The hyperpolarization boosts the signal captured by the MRI more than 10,000-fold. As the solution is processed by the cancer cells, doctors get an immediate, clear snapshot of a tumor’s metabolic activities. For example, HP MRI can detect when a cancer cell converts a sugar molecule from one form to another. Researchers can glean important information about tumor activity by tracking and measuring this conversion.

Earlier research by Dr. Keshari’s team suggested that one marker for aggressive prostate cancer is a high level of a molecule called lactate. This is a byproduct of the metabolic process through which cells convert glucose into energy. Cells first break down glucose into pyruvate, which is then converted into lactate.

The researchers wanted to see if this pyruvate-to-lactate conversion could be tracked and measured by HP MRI. If so, a stronger HP MRI signal would indicate a higher lactate level, and presumably, more-aggressive cancer.

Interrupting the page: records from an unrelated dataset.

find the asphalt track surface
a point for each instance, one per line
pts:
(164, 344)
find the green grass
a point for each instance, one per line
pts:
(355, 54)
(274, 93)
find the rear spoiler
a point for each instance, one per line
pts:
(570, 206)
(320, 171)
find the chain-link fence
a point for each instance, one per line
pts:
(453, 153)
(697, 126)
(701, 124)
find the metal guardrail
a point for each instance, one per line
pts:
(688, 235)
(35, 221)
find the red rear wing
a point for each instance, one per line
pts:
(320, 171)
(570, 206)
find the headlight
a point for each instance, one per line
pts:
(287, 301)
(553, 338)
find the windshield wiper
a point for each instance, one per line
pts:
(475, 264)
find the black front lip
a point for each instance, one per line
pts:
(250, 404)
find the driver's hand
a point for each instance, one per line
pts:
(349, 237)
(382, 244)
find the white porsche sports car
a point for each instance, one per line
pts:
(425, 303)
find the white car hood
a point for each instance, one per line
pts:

Signal Strength and Aggressiveness

In the study, the researchers looked at HP MRI images of prostate cancer in people who were going to have their prostate surgically removed as part of their treatment. The patients were injected with HP pyruvate and imaged with HP MRI to measure their lactate levels.

The researchers studied the relationship between these images and the Gleason grade given to the tumor after it was removed. (The Gleason grade is a number assigned by pathologists examining a prostate biopsy. A higher grade indicates more-aggressive cancer.) They found that a signal indicating higher lactate levels in the cancer cells correlated with a higher Gleason grade in the tumor sample.

Kayvan Keshari

Kayvan Keshari

Genetic analysis of the samples also showed that higher lactate levels correlated with higher expression of a gene that makes a protein called MCT1. This protein helps transport pyruvate as well as lactate into cells to be metabolized. This is likely the reason why these high-grade prostate cancers make such high levels of hyperpolarized lactate.

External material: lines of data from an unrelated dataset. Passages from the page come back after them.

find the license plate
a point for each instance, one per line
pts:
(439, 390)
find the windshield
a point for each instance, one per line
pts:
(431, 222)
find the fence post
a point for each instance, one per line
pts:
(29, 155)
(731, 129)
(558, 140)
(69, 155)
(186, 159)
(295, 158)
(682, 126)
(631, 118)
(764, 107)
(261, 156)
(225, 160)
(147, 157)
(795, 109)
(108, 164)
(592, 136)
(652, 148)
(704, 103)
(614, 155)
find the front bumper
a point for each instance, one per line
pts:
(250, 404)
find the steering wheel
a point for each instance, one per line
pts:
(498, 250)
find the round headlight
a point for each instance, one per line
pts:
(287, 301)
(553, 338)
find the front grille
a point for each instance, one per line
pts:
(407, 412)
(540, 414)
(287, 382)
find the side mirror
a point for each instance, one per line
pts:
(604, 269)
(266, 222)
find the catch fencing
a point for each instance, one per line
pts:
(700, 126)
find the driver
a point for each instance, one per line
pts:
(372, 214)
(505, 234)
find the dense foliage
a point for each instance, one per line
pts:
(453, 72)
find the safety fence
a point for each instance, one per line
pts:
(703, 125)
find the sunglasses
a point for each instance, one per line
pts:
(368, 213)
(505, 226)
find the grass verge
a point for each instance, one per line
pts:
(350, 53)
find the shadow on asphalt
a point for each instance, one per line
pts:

“The increase in MCT1 levels suggests that targeting the protein with drugs could inhibit lactate metabolism and slow prostate cancer growth,” Dr. Keshari says.

The researchers also found that prostate tumors with higher lactate levels were more likely to have mutations in a gene called PTEN. Mutations in this gene, which acts as a tumor suppressor, are associated with many cancers, and many drugs are being tested to target this mutation.

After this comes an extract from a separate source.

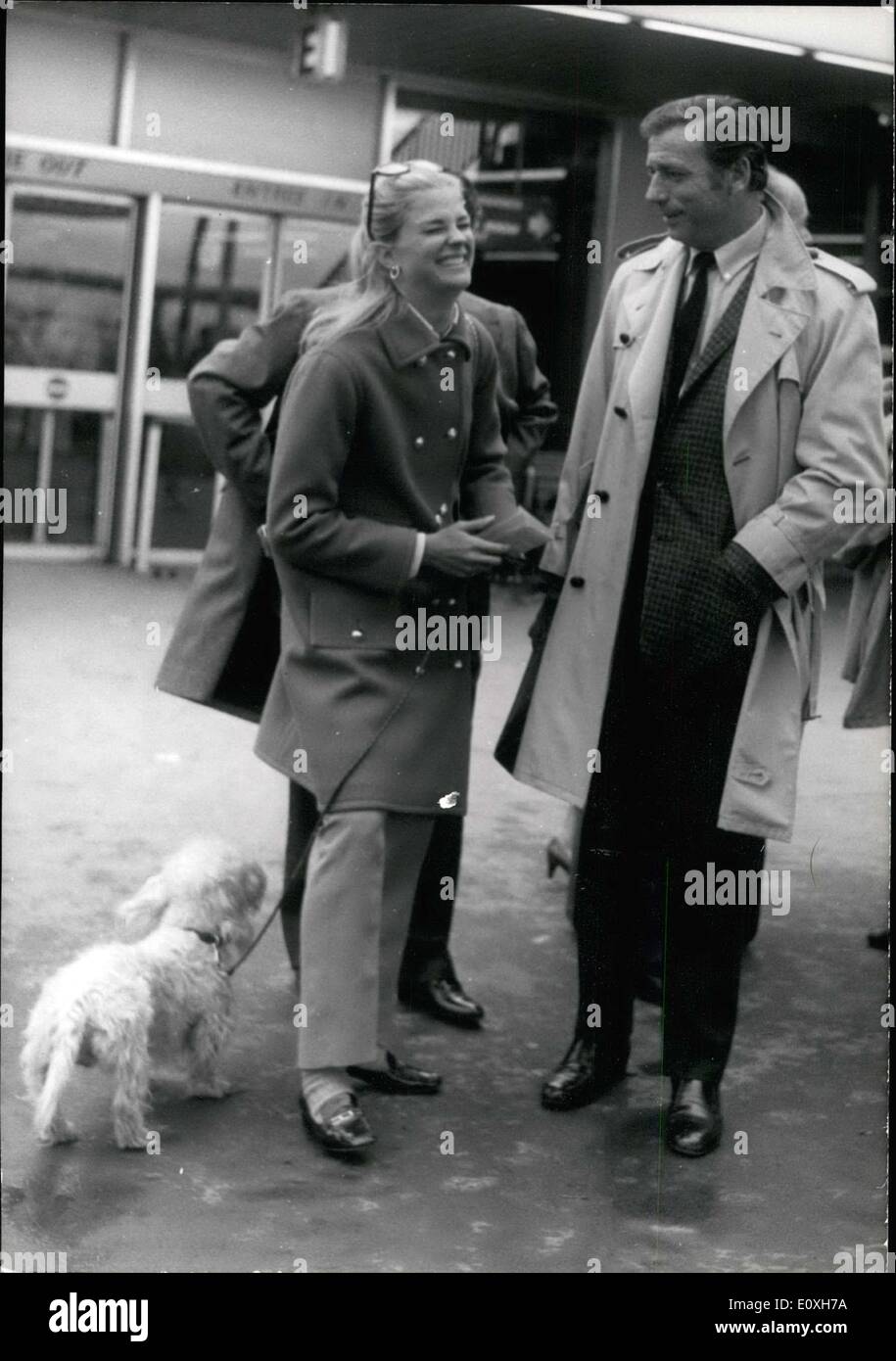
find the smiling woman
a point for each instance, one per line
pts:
(389, 468)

The next step will be to expand the use of HP MRI in larger groups of people with prostate cancer, including those with cancer that has spread to another part of the body, to validate the link between what the imaging shows and the cancer’s aggressiveness. The imaging method needs to be clinically proven before being used in a person’s official diagnosis.

“We think HP MRI will continue to teach us a lot about prostate cancer and help us assess the aggressiveness of the disease, suggest drug strategies, and eventually guide treatment decisions,” Dr. Keshari says.

For this research, Dr. Keshari’s laboratory collaborated with the laboratory of Hedvig Hricak, as well as the Departments of Surgery, Pathology, and Epidemiology and Biostatistics.

This work was sponsored by the National Institutes of Health (R00 EB014328, R01 CA195476, and S10 OD016422; an NIH/National Cancer Institute Cancer Center Support Grant (P30 CA008748), the Geoffrey Beene Cancer Research Center at MSK, the Center for Molecular Imaging and Nanotechnology at MSK, the Center for Experimental Therapeutics at MSK, William and Alice Goodwin and the Commonwealth Foundation for Cancer Research, and the Peter Michael Foundation.

Dr. Keshari serves on the scientific advisory board of NVision Imaging Technologies. Dr. Hricak is on the board of directors of IBA and the clinical science medical board of Median Technologies.